Deze collectieve verwevenheid tussen werkgelegenheid en sociale zekerheid staat in schril contrast met de relatief losse relatie tussen beide vraagstukken in de pre-industriële wereld waarin de verbinding tussen het economische en het sociale vooral als een lokaal probleem werd benaderd.

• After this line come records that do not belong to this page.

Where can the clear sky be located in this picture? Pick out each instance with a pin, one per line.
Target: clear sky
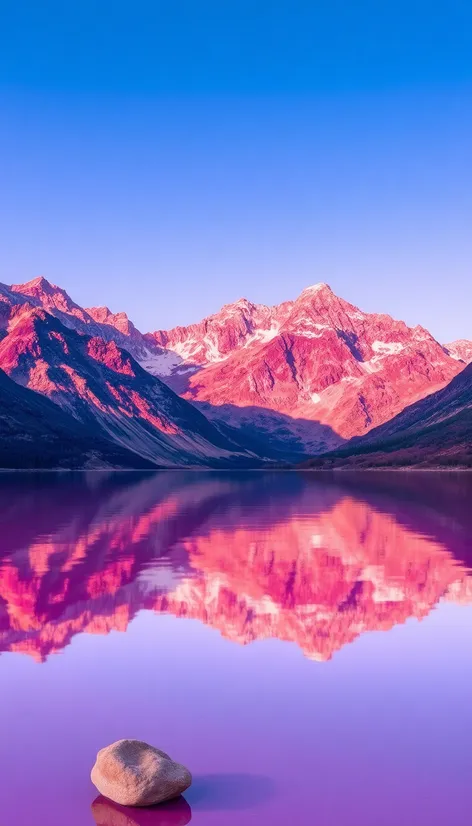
(167, 157)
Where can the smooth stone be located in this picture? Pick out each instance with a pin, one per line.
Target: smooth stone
(132, 773)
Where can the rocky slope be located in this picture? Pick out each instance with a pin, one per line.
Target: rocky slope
(103, 387)
(300, 378)
(311, 372)
(434, 432)
(460, 350)
(35, 433)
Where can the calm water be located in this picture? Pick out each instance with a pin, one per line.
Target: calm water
(303, 643)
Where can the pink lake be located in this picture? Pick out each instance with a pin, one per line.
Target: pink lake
(302, 642)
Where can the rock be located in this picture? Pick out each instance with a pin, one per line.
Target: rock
(133, 773)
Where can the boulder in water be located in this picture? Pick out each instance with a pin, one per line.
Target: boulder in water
(132, 773)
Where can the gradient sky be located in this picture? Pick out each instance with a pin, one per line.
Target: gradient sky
(166, 158)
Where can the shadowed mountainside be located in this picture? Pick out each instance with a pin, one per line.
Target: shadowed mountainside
(436, 432)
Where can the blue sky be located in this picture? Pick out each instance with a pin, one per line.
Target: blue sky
(165, 158)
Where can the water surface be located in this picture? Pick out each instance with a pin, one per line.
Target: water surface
(302, 642)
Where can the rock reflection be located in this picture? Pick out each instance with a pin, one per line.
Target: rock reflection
(174, 813)
(291, 556)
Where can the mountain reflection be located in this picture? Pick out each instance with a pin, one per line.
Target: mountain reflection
(298, 557)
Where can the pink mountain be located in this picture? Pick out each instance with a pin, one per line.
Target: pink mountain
(283, 382)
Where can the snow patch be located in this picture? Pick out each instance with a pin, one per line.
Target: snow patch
(160, 364)
(387, 348)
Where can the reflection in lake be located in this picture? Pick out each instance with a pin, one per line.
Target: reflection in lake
(310, 560)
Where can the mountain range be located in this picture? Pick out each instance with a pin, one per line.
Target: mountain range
(247, 386)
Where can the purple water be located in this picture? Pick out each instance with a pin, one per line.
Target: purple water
(302, 642)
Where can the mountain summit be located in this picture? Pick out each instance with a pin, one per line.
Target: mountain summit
(309, 373)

Ondermijning van scheiding tussen werk en werkloosheid
We hebben zojuist vast gesteld dat het moderne begrip werkloosheid in hoge mate is gebaseerd op een strikte scheiding tussen de werk- en niet-werksfeer. Een dergelijke scheiding heeft merkwaardige implicaties. Indien een hoogleraar een boek leest is dat werk, maar wanneer zij in de tuin werkt is dat vrije tijdsbesteding of hobby. Voor de tuinman geldt echter precies het omgekeerde. Wanneer huishoudelijke klussen zoals schoonmaken en koken gedaan worden door gezinsleden, wordt dit eerder als vrijetijdsbesteding dan als werk gezien, maar indien dezelfde klussen worden verricht door een betaalde huishoudelijke hulp is plotseling wel sprake van werk. De scheiding tussen werk- en niet-werksfeer, als belangrijke peiler onder het Nederlands sociaaleconomisch bestel, wordt al geruime tijd door twee ontwikkelingen ondermijnd: de afkalving van de werkgelegenheid in de industriële sector enerzijds, en de aanzuigende en inefficiënte werking van de
4
sociale zekerheid anderzijds. De snelle groei van de werkgelegenheid in de dienstverlenende en publieke sector, heeft de afkalving van de werkgelegenheid in de industriële sector lange tijd kunnen compenseren, maar ondermijnt tegelijkertijd de scherpe afbakening tussen werk- en niet-werksfeer. In de dienstverlenende sector zijn bij voorbeeld veel kleine bedrijven werkzaam die vanuit de eigen woning opereren, en waarin de steeds wisselende economische omstandigheden tot frequente aanpassingen in tijdsbesteding leiden. Ook is in vooral de dienstverlenende sector sprake van de opkomst van bij voorbeeld projectwerk, thuiswerk, freelancewerk en telewerk waardoor de grens tussen de privé- en de werkomgeving steeds meer vervaagt. De tweede soort bedreiging vloeit voort uit de gestage groei van het aantal 'niet-werkenden' ten opzichte van het aantal 'werkenden', volgens de gangbare definities van deze categorieën. Deze scheefgroei is met name een gevolg van de aanzuigende werking van de sociale zekerheid, die op zijn beurt deels wordt veroorzaakt door het verschijnsel van uitkeringsafhankelijkheid: hiermee wordt bedoeld dat het sociale zekerheidssysteem bestendiging van de uitkeringssituatie in hoge mate blijkt te bevorderen (Murray, 1984; Veenman en Verburg, 1994; van Geuns en Homburg, 1994). De scheefgroei tussen niet-werkenden en werkenden leidt tot een financieel probleem, door sommigen zelfs gezien als een 'sociale tijdbom' (Eijspaart, 1995), in de vorm van te hoge lasten voor het werkende deel van de bevolking. Paradoxaal genoeg lag de ontwikkeling van het systeem van collectieve sociale zekerheid destijds ten grondslag aan het definitief wortel schieten van het industriële begrip van werk, terwijl de financiële consequenties van het sociale zekerheidsysteem nu deze peiler van het sociaal-economisch bestel ondergraven.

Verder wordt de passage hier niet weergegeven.